Air India’s performance is also being affected by the continued closure of Pakistani airspace to Indian carriers following heightened tensions between the two countries. The restriction has forced Indian airlines operating westbound international routes to Europe and North America to take longer flight paths, increasing fuel burn, crew duty hours, and overall operating costs. For a carrier like Air India, which is aggressively rebuilding its long-haul network, the impact on margins has been significant.

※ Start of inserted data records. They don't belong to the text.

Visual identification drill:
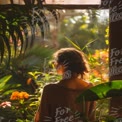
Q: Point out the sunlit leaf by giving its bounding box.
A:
[77,80,122,102]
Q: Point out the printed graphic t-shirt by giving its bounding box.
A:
[40,84,94,122]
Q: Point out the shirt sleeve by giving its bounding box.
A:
[34,86,49,122]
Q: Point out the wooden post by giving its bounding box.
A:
[109,0,122,117]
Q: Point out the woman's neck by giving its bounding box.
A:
[59,77,89,89]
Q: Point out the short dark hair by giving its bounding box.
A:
[53,48,89,75]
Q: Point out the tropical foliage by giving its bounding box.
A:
[0,0,58,62]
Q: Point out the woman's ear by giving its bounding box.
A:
[56,65,64,75]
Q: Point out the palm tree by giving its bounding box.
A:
[0,0,58,62]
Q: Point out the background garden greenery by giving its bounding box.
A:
[0,10,116,122]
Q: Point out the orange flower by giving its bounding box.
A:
[10,91,29,100]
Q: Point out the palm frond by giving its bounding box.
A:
[0,0,58,61]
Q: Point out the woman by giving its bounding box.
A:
[35,48,94,122]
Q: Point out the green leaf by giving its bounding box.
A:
[76,80,122,102]
[65,36,81,50]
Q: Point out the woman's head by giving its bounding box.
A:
[54,48,89,76]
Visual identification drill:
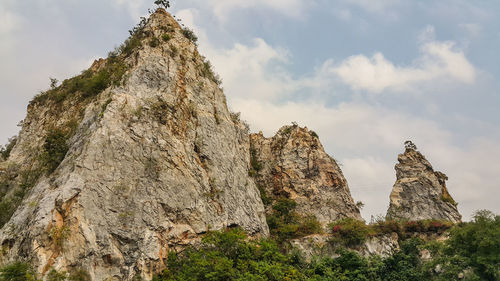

Before the crash, Air India had been moving steadily toward operational break-even, supported by fleet modernization, route rationalization, product upgrades, and integration synergies following the merger with Vistara in 2024. The airline’s management had been targeting an operational break-even in FY26 as part of its multi-year revival roadmap under the Tata Group. However, with mounting cost pressures and unforeseen disruptions, profitability now appears to be further out of reach in the near term.
Singapore Airlines, which holds a 25.1% stake in Air India following the Vistara merger, has also felt the financial impact. While the partnership is aimed at strengthening Air India’s international positioning and operational standards, the near-term drag on earnings has weighed on overall performance. As part of the restructuring plan, efforts are underway to bring more aircraft maintenance operations in-house to reduce long-term costs and improve efficiency, though such structural changes typically take time to deliver measurable financial gains.
Despite the setbacks, Air India continues to pursue its broader transformation strategy, which includes a historic aircraft order, brand revamp, cabin upgrades, and systems integration across its combined operations. However, the combination of extraordinary events and geopolitical headwinds has made the road to profitability more challenging than initially anticipated.